Things didn't get off to the best of starts.  

A couple of bars into the first song one of the three kings whose position required he stood centre stage began to look pale.  Then, very quickly the poor chap looked quite flushed.  Then he proceeded to vomit all over his feet.

Let no one say our daughter and her classmates are not true stage professionals.  As the old saying goes, 'the show must go on'.

And indeed it did.  The four and five year olds presents, resplendent in their giraffe, monkey, lion and zebra costumes carried on with the opening song and dance routine regardless.  

Edging around teachers who were bravely trying to mop the stage, the assorted children completed this and their succeeding numbers.  Ending the show, flushed with success, suitably arranged around Mary, Joseph and the crib, accompanied now of course by the two remaining kings.

 

Previous Nativity performances have tended to be quite eventful too.  

Our son is now too old to partake, but over his Nativity career he progressed from being a sheep, to Joseph and finally the Angel Gabriel.

 

His first performance, as a sheep being cared for by older shepherds, wasn't particularly auspicious.  Bored of scooting around on all fours halfway through 'While Shepherds Watched..' our then four year old son decided to detach the foam sheep's head attached to his costume.  

Throwing it at the audience with abandon, our son was delighted when someone threw the sheep's head back at him.  And so, for what felt like an eternity, the macabre game of catch with his foam sheep's head continued while the rest of the flock and shepherds dutifully sang their carol.

 

Given his behaviour during this first Nativity Play I was slight incredulous when his teacher informed me he had been chosen to play Joseph the following year.

"Are you sure?"  I asked the young teacher, not quite believing what I was hearing.

"Oh, yes," she replied.  "He's very confident, I'm sure he'll be fine."

Indeed, our five year old son approached the performance with the dedication of a stage professional.  Lines, all three of them, were rehearsed, as was pulling the donkey around the sitting room.

The 'donkey' turned out to be one of our son's classmates who walked alongside Joseph and the statuesque figure of six year old Mary, on their way to Bethlehem.

Sadly, at the performance we attended, the 'donkey' decided it was his job to knock on the door of the Inn.  Mary, and more importantly Joseph, realised this wasn't what should be happening and began to remonstrate with their donkey. 

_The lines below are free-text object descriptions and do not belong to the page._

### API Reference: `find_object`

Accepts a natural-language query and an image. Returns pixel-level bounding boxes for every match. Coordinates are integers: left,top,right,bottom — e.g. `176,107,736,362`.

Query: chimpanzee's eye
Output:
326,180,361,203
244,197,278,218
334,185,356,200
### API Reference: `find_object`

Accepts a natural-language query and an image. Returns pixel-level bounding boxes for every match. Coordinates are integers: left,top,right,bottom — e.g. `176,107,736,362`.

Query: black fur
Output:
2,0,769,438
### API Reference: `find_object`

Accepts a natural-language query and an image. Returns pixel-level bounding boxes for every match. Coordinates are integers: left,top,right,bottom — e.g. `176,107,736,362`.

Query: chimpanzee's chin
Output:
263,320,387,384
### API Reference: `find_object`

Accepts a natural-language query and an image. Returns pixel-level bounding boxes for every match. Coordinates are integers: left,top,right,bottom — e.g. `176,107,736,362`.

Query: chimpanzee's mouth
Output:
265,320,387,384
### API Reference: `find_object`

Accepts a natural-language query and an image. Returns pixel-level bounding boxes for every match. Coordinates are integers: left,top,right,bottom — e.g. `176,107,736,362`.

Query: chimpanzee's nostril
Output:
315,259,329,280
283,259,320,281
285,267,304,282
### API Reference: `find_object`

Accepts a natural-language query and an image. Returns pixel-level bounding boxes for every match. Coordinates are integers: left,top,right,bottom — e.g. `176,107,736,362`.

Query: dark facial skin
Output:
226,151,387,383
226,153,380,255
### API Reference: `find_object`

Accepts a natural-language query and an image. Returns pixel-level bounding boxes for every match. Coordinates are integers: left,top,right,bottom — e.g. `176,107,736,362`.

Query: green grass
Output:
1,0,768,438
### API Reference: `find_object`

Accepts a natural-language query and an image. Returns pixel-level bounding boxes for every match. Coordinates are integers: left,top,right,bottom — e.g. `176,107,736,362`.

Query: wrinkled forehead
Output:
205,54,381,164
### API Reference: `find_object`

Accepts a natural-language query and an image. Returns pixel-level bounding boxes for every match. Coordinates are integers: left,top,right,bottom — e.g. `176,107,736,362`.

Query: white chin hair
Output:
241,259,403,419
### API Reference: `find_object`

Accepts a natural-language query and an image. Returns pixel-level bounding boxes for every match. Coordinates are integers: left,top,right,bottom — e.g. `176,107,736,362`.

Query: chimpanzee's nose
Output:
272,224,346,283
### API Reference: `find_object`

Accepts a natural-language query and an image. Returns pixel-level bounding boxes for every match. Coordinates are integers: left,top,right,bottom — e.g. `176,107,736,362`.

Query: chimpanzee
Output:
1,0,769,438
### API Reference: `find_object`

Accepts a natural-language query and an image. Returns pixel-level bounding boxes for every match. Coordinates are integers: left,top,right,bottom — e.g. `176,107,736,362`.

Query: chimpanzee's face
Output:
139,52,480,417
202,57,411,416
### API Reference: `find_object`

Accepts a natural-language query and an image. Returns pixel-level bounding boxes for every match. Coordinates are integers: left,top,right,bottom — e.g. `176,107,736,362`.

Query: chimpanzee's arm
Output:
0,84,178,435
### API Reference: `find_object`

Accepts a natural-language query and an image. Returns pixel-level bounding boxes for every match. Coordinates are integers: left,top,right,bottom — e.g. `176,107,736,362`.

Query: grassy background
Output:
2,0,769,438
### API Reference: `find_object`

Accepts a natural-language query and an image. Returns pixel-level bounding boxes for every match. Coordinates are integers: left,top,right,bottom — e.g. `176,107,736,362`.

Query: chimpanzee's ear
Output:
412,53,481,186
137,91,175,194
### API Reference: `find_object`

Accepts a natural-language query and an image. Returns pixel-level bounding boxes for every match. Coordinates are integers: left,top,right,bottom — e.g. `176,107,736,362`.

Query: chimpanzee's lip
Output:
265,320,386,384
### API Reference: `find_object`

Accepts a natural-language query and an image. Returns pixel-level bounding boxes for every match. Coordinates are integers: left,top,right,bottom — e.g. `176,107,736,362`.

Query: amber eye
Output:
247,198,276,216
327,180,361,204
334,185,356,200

This much to the consternation of the Innkeeper who had opened his cardboard door to find Mary, Joseph and the donkey scuffling outside, much to the hilarity of the audience.  

 

The following, and final, Advent performance for our then six year old son, therefore needed some 'wow' factor.  Or, at least, that's what he believed.

Cast as the Angel Gabriel.  Having some of the longer lines in the performance.  Our son felt the need to impress.

J and he worked for a number of nights constructing the outfit.  Wings that would appear as he pulled a cord in his costume and a 'surprise' even I wasn't allowed to see.

The night of the performance came around.  The lights dimmed as the Angel Gabriel appeared to the shepherds.  His wings appearing to a gasp of appreciation from the audience.

Then the 'piece de resistance'.  At the touch of a switch the Angel Gabriel's headers lit up with fairy lights.  That began to flash.  

Slowly at first.  Then faster.  

Then chasing themselves around his head.  Then reaching rave proportions of flashing intensity. 

Audience and performers were stunned by the sight.

"I told him not to play with the settings," J hissed under his breath next to me.

 

We have two more years of Nativity plays to go.  

I look forward to them with increasing trepidation.  How on earth can our daughter trump her brother's performances?

Somehow, I feel sure she will.  And I despair at the thought.